A gorgeously lensed romantic comedy, flecked with moments of introspection, “20 30 40” will come as a pleasant surprise to auds who thought Taipei was entirely populated by angst-ridden youths or introverted homosexuals. Latest feature by Taiwan-born all-rounder Sylvia Chang, focusing on the emotional pleasures and vicissitudes of three generations of women, ranks among her best pics, like “Siao Yu” and “Tonight Nobody Goes Home.” Strong Hong Kong/Taiwan name cast should propel this to satisfying biz in the East, though the Col Asia production will need canny marketing to overcome fest-bred resistance in the West.

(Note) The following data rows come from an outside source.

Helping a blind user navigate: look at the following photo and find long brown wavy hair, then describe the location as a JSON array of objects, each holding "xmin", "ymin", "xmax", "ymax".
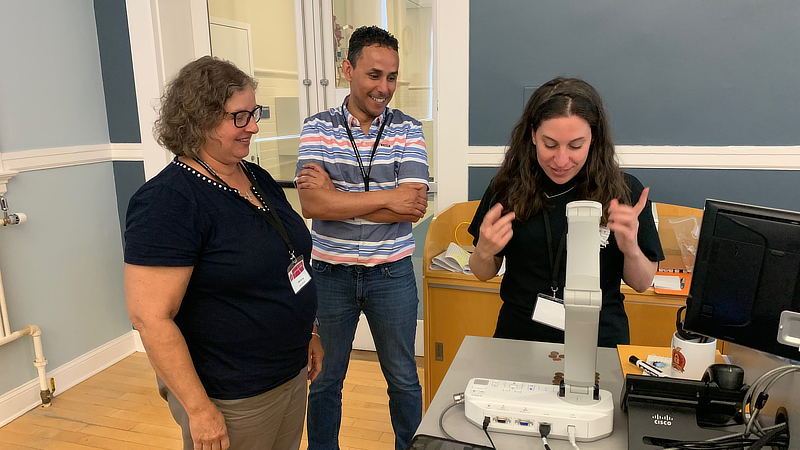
[
  {"xmin": 490, "ymin": 77, "xmax": 629, "ymax": 223},
  {"xmin": 154, "ymin": 56, "xmax": 257, "ymax": 159}
]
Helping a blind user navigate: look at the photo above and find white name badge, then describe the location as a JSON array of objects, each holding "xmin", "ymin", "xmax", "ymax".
[
  {"xmin": 288, "ymin": 255, "xmax": 311, "ymax": 294},
  {"xmin": 532, "ymin": 293, "xmax": 565, "ymax": 331}
]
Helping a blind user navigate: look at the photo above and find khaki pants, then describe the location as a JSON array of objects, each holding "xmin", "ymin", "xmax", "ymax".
[{"xmin": 160, "ymin": 368, "xmax": 307, "ymax": 450}]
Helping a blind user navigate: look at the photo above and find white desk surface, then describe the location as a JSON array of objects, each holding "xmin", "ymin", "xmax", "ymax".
[{"xmin": 416, "ymin": 336, "xmax": 628, "ymax": 449}]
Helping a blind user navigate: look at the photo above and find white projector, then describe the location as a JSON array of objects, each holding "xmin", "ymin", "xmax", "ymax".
[{"xmin": 464, "ymin": 377, "xmax": 614, "ymax": 441}]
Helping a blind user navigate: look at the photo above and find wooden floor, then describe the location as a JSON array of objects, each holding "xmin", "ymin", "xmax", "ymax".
[{"xmin": 0, "ymin": 351, "xmax": 424, "ymax": 450}]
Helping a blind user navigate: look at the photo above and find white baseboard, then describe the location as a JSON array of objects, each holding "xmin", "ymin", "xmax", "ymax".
[
  {"xmin": 0, "ymin": 330, "xmax": 139, "ymax": 428},
  {"xmin": 352, "ymin": 315, "xmax": 425, "ymax": 357},
  {"xmin": 133, "ymin": 329, "xmax": 145, "ymax": 352}
]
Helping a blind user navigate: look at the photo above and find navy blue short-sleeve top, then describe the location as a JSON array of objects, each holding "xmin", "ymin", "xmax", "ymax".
[{"xmin": 125, "ymin": 158, "xmax": 317, "ymax": 400}]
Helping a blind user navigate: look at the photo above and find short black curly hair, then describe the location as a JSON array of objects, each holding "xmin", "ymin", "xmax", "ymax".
[{"xmin": 346, "ymin": 26, "xmax": 398, "ymax": 67}]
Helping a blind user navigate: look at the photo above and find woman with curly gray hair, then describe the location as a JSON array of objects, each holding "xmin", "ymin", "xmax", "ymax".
[{"xmin": 124, "ymin": 56, "xmax": 322, "ymax": 450}]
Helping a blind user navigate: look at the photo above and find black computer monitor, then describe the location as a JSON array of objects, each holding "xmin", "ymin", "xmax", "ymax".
[{"xmin": 684, "ymin": 199, "xmax": 800, "ymax": 360}]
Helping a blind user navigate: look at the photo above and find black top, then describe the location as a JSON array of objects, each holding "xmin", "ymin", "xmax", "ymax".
[
  {"xmin": 468, "ymin": 173, "xmax": 664, "ymax": 347},
  {"xmin": 124, "ymin": 158, "xmax": 317, "ymax": 400}
]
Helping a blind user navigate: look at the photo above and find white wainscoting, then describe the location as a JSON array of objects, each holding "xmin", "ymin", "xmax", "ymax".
[
  {"xmin": 3, "ymin": 143, "xmax": 799, "ymax": 175},
  {"xmin": 0, "ymin": 143, "xmax": 143, "ymax": 174},
  {"xmin": 0, "ymin": 330, "xmax": 140, "ymax": 428},
  {"xmin": 466, "ymin": 145, "xmax": 800, "ymax": 170}
]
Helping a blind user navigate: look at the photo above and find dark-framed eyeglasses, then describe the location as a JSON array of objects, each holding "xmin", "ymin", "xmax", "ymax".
[{"xmin": 228, "ymin": 105, "xmax": 263, "ymax": 128}]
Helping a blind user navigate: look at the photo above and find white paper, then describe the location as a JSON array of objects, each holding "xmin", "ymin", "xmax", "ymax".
[
  {"xmin": 430, "ymin": 242, "xmax": 472, "ymax": 274},
  {"xmin": 652, "ymin": 274, "xmax": 682, "ymax": 290}
]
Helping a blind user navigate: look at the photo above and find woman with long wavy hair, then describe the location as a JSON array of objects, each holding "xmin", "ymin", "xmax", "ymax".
[{"xmin": 468, "ymin": 77, "xmax": 664, "ymax": 347}]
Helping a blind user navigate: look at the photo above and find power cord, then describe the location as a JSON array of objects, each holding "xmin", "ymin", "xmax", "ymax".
[
  {"xmin": 567, "ymin": 425, "xmax": 581, "ymax": 450},
  {"xmin": 539, "ymin": 423, "xmax": 552, "ymax": 450},
  {"xmin": 482, "ymin": 416, "xmax": 497, "ymax": 450}
]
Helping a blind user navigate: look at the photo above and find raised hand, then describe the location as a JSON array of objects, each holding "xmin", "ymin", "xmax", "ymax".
[
  {"xmin": 475, "ymin": 203, "xmax": 516, "ymax": 259},
  {"xmin": 608, "ymin": 187, "xmax": 650, "ymax": 255}
]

Misplaced in the more serious, grittier competition of the Berlin fest –it would have fared much better in the Panorama section — Chang’s ninth feature finds her returning to more familiar territory after the uneven, SFX-heavy youth fairytale, “Princess-D.” Based on original stories by the three leads (Chang herself, Rene Liu and Angelica Lee Sinje), but neither an episode film nor a criss-crosser, movie is in many ways a summation of her directing career, which has centered on contemporary relationships from a femme standpoint.
After introducing the three main characters in a title sequence at Taipei airport, film flip-flops between their various stories across the same period of time. Youngest is 20-year-old Xiao-jie (Lee), who’s left her family home in Malaysia to pursue a pop career in Taiwan. It’s hardly the big time: Her manager, Shi (Anthony Wong), is an aging hippy composer in a woolly hat and shoulder-length hair who wants to team her with the bubblesome Yi Tong (model Kate Yeung, from “Demi-Haunted”) in a girl duo like Hong Kong’s successful Twins.
Meanwhile, thirtysomething flight attendant Xiang (Liu) is being pulled this way and that by her affair with a married man and a younger lover. Terminally indecisive, and lonely at her core, Xiang isn’t ready for commitment but does want company of some sort.
Repping the middle-aged generation is Lily Zhao (Chang), a married mom who runs a flower shop. After discovering her husband’s infidelity, she divorces him and — in pic’s funniest scenes — tries to get back in shape and into the dating scene. She meets handsome businessman Jerry (Tony Leung Kar-fai), but Jerry’s dating a young woman who could almost be Lily’s daughter.
The tangential way in which the three women’s lives are linked — first via an earthquake, later by occasionally being in the same location, but never meeting — is one of the movie’s delights, especially at a time when criss-crossing has become an over-used device. Film cuts back and forth in a seamless way, the whole shebang united by the theme of all of them looking for something that in the end turns out to merely a way of better knowing themselves.
Pic’s original cut, by ace Taiwanese editor Liao Ching-sung, was around 140 minutes, and some background and emotional depth has clearly been lost in the half-hour left on the cutting-room floor. The exact nature of Xiang’s relationships is initially difficult to work out, and more moments of individual calm (at which Liu, especially, excels) would have helped, particularly in the first half. Ironically, at its final length, film could do with about five minutes of further trimming, reducing the scenes of the two songbirds’ girlish bonding.
Chang, who’s actually 50 but looks 10 years younger, ends up with the lion’s role as Lily, a warmly comedic performance that’s refreshingly free of self-pity. In their scenes together, Chang and Leung show an effortless chemistry.
Liu’s role, halfway between klutz and dreamer, is the least well-defined, with the actress (“Siao Yu,” “The Personals”) often playing against her usual quieter screen persona. Lee (“Princess-D,” “The Eye”), who’s actually Malaysian born like her character, comes into her own in the latter stages, in a touching friendship with Yeung’s wannabe that has a heart-stopping moment at the very end.
Despite being shot during last summer’s SARS scare, the movie is utterly classy on the tech side. Unlike most Taiwanese films, this is closer to the real Taipei, a vigorous, positive city of functioning individuals, lusciously lensed by Chen Hsiang and enhanced by Hong Kong p.d. Man Lim-chung. For the record, pic’s title is “20:30:40” on publicity material but sans colons on actual print.